FSRPN (Fuison SiamRPN tracker), 4th in public dataset.
Thanks to Pro. Xiao-Jun Wu*, Pro. Josef Kittler, Dr. Tianyang Xu, Xuefeng Zhu, Yunkun Li
In FSRPN, spatial attention-based fusion strategy is applied to Siamese CNN framework. The deep features extracted by ResNet-50 from RGB and infrared images, are fused by this strategy to get more accurate and more plentiful information of object. Then, these fused deep features are utilized to track object by RPN-based network.
VOT2019-RGBT subchallenge
The Seventh Visual Object Tracking VOT2019 Challenge Results
Python >= 3.6
Pytorch >= 0.4.1
The FSRPN exploits siamese CNN framework and spatial attention-based fusion strategy [1] for tracking. ResNet-50 [2] is used to extract multi-layers (three layers) deep features from RGB and infrared images, respectively. Before feeding into region proposal sub-networks, these features are fused by spatial attention-based fusion strategy based on l_1-norm in each layer. Then, these fused deep features and the region proposal sub-network are utilized to RPN networks to determine the position of object. The FSRPN is based on SiamRPN++ [3].

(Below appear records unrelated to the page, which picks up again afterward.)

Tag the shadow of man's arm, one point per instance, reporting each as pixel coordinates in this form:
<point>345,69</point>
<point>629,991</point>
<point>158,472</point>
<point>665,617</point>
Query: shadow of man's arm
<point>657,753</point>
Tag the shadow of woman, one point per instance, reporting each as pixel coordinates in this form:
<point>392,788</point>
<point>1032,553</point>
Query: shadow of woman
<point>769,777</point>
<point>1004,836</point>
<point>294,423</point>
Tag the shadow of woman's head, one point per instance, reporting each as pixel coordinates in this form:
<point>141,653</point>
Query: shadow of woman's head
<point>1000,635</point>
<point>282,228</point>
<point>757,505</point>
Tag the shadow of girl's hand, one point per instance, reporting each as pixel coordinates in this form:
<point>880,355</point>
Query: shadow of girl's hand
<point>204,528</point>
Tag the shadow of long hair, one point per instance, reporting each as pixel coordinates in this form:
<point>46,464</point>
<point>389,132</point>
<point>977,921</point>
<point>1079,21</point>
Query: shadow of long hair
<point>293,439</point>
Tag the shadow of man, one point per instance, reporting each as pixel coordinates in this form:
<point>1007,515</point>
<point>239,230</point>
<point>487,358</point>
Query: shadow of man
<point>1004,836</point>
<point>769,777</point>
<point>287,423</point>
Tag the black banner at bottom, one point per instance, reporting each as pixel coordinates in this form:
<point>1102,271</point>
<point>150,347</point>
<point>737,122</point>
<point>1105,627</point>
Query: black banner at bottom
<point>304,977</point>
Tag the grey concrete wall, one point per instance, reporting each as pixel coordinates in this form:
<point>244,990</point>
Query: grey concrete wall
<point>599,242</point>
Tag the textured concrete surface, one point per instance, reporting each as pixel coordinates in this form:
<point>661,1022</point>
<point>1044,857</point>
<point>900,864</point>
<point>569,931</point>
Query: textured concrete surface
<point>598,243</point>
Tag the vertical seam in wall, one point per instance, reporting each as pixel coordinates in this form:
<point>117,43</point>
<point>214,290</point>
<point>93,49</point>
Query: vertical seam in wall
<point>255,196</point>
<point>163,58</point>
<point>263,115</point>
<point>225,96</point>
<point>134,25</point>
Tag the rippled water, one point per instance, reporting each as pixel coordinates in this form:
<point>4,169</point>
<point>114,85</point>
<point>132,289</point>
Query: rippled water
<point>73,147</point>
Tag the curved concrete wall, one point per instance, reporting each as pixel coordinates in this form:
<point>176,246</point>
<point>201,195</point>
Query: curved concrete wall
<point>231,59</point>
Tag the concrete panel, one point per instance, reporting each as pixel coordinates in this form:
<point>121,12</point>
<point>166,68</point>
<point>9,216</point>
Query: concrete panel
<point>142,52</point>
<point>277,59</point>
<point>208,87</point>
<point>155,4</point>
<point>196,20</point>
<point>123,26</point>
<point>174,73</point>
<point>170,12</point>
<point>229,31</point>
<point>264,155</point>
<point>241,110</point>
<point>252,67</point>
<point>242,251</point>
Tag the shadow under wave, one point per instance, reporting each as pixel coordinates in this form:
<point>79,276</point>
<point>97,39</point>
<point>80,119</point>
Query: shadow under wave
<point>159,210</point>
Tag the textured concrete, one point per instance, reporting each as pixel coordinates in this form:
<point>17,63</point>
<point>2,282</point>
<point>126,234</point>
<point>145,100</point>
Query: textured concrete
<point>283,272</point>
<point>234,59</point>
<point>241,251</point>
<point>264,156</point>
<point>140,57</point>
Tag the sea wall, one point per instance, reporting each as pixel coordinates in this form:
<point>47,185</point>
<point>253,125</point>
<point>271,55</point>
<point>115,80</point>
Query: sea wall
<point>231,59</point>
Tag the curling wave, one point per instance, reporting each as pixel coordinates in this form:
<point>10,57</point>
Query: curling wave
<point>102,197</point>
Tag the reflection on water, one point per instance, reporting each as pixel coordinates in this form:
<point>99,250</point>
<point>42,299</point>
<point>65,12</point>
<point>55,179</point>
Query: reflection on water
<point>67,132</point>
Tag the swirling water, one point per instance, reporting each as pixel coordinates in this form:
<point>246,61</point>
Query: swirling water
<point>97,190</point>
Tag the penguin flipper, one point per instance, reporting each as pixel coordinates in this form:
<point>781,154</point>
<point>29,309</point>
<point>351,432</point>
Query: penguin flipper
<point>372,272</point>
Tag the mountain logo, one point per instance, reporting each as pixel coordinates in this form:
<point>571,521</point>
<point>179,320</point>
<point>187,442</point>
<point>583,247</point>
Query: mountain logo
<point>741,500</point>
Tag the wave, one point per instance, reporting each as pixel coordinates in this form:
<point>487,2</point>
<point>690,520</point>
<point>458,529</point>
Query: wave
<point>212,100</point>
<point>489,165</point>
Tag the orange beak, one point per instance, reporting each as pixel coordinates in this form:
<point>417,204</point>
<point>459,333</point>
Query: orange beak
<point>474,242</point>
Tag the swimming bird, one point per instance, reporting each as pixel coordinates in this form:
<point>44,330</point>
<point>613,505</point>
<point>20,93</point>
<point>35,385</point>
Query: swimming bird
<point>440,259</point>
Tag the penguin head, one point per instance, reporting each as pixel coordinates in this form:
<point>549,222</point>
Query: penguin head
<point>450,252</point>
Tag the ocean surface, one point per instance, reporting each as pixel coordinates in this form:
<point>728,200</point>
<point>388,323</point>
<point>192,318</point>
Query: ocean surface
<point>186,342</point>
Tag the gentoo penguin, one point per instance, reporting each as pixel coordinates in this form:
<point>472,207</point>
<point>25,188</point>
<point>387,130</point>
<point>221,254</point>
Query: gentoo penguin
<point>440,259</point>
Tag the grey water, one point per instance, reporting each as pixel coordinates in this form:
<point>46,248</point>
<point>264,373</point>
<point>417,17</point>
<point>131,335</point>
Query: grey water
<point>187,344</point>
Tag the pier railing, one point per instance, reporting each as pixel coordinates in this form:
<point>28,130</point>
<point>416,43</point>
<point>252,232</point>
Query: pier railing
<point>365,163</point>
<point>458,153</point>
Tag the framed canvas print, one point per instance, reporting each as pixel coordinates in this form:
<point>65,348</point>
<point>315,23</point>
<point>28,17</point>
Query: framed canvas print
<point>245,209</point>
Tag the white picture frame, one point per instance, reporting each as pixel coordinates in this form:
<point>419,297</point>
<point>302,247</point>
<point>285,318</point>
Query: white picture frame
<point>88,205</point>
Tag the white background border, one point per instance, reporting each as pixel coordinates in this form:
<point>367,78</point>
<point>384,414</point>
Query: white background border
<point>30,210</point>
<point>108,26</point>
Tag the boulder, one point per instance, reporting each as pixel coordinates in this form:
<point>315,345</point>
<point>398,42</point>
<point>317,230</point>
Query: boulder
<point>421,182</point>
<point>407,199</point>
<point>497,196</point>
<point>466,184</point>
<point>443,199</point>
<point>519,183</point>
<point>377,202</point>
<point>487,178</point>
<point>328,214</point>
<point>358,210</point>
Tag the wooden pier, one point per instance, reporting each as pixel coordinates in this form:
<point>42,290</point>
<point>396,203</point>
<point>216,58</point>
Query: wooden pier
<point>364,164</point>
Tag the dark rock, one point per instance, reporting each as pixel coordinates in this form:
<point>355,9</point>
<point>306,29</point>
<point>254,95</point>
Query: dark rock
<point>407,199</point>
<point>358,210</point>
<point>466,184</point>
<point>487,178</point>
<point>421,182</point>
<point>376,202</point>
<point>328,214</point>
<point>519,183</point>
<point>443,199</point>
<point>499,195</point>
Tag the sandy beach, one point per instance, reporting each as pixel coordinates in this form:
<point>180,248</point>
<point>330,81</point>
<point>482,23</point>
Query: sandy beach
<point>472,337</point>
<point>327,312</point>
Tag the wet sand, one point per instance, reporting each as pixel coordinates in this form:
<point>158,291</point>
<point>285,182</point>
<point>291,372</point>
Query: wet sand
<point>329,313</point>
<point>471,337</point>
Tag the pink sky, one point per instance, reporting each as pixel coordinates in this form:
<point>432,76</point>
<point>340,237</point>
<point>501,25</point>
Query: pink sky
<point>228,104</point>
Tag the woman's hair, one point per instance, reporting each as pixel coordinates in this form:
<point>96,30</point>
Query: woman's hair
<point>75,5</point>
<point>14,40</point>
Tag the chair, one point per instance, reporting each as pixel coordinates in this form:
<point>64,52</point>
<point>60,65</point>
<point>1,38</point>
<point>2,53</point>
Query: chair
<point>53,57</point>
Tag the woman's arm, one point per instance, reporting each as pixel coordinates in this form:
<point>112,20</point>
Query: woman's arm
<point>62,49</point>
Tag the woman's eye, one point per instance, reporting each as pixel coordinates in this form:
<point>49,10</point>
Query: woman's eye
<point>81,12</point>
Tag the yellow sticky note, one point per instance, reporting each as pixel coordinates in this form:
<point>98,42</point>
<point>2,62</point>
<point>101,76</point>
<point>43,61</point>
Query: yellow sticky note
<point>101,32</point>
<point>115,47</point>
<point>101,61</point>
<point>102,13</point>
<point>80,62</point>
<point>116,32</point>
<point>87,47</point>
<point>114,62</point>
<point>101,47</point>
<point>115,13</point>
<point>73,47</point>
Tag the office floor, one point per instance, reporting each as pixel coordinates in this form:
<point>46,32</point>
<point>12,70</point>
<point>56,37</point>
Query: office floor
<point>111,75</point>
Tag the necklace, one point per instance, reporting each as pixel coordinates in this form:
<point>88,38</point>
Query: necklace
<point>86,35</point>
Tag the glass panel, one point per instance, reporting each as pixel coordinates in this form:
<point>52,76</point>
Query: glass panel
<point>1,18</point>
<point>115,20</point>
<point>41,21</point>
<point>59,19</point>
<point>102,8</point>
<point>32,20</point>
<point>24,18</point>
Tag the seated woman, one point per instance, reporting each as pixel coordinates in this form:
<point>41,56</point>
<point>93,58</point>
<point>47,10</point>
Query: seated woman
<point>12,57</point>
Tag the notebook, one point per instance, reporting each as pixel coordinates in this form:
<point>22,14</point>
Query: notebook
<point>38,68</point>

The fusion strategy comes from DenseFuse.
[1] Li H, Wu X J. Densefuse: A fusion approach to infrared and visible images[J]. IEEE Transactions on Image Processing, 2018, 28(5): 2614-2623.
[2] He K, Zhang X, Ren S, et al. Deep residual learning for image recognition[C]//Proceedings of the IEEE conference on computer vision and pattern recognition. 2016: 770-778.
[3] Li B, Wu W, Wang Q, et al. SiamRPN++: Evolution of Siamese Visual Tracking with Very Deep Networks[J]. arXiv preprint arXiv:1812.11703, 2018.
Please copy the model file('model.pth') to 'FSRPN/siamrpn_model/siamrpn_r50'.
The pre-trained model can be downloaded from google drive and baidu yun with extraction code '4bhx'.
run_tracker_siamrpn.py